It seems all so obvious doesn’t it. Right around this point in time, we should assume that the bad guy is Liam O’Connor, the FBI trainer. Why?
Because he is the one running Ryan Booth. Second, Alex is beginning to believe that she has been set up from the very first day she arrived at Quantico.
We are now at week two. Alex is on the run in Manhattan, and the dizzying pace of the Quantico training period are just run so fast, that I thought of the original Star Wars movie Han Solo is talking to Chewbacca while they are escaping in the from the Empire fleet of war ships. in the Millenium Falcon. Solo says, Take us to hyperspace Chewie. And in a half second, we have accelerated right off the screen.
Okay maybe not quite that fast – but what ever – this show is tiring. Too many characters, and too quickly paced.
Right now I’m thinking – one more episode like this last one, and it might be all I can handle. Especially since Quantico follows Homeland which runs at a near normal pace.

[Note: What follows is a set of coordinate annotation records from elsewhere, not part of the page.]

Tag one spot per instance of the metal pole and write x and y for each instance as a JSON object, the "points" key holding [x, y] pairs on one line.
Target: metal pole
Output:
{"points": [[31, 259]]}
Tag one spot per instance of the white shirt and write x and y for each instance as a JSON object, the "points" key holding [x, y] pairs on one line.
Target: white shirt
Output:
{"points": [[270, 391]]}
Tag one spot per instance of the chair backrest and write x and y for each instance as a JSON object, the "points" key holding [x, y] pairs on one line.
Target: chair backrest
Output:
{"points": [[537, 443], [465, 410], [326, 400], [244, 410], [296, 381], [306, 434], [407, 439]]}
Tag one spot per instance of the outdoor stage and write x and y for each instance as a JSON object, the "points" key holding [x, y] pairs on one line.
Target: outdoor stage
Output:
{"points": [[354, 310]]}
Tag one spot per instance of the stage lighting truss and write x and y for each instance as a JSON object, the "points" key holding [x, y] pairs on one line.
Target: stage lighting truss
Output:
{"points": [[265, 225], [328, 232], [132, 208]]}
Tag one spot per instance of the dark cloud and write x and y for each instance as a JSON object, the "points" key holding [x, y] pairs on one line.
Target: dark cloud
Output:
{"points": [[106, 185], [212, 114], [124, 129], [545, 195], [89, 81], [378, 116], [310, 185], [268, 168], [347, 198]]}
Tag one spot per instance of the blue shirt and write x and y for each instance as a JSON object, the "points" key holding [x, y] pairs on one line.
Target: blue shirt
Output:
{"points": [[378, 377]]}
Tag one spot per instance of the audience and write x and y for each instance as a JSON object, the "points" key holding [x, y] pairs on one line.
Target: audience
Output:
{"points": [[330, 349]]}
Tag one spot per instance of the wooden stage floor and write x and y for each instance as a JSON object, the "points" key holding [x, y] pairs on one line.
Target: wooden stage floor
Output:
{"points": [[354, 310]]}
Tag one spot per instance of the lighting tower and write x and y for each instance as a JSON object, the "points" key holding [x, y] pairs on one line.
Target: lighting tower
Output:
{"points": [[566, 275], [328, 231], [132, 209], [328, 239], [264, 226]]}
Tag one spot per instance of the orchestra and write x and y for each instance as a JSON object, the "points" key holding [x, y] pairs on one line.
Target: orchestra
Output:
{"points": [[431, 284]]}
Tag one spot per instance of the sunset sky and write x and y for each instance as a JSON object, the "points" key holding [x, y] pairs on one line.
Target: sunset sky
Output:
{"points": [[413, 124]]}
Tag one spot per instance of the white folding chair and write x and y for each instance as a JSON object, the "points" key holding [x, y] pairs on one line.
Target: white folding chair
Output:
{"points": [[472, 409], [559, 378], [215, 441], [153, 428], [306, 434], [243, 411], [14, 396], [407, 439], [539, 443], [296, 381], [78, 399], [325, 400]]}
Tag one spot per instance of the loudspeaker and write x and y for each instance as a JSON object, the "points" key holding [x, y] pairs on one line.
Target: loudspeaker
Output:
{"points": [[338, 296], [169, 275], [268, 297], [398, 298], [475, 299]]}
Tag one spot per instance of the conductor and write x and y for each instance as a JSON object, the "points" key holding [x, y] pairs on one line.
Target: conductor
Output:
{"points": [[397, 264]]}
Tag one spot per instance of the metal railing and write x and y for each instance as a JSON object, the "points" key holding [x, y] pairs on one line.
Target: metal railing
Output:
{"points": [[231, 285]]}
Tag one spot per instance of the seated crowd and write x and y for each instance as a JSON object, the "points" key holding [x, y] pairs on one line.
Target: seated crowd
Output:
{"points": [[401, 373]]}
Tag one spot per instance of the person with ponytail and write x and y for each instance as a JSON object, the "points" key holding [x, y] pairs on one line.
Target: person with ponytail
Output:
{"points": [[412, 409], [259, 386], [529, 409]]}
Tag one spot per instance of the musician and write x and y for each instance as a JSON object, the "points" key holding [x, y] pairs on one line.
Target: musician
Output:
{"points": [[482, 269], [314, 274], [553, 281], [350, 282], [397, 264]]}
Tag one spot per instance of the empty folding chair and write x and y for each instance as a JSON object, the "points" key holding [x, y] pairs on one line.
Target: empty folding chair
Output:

What you’re witnessing in Quantico is the latest fashion in screenwriting, micro scenes, breakneck pacing, hall of mirrors plot twists, and ACTION, ACTION, ACTION. It’s like watching a bad high school basketball game where the ball travels up and down the court at blazing speed with lots of steals, fouls, passes, rebounds and turnovers, but nothing of interest ever seems to happen and you’re never sure who’s winning. The only way to fix Quantico is to pray for a writer’s strike.
Fashionable or not – it is indeed exhausting.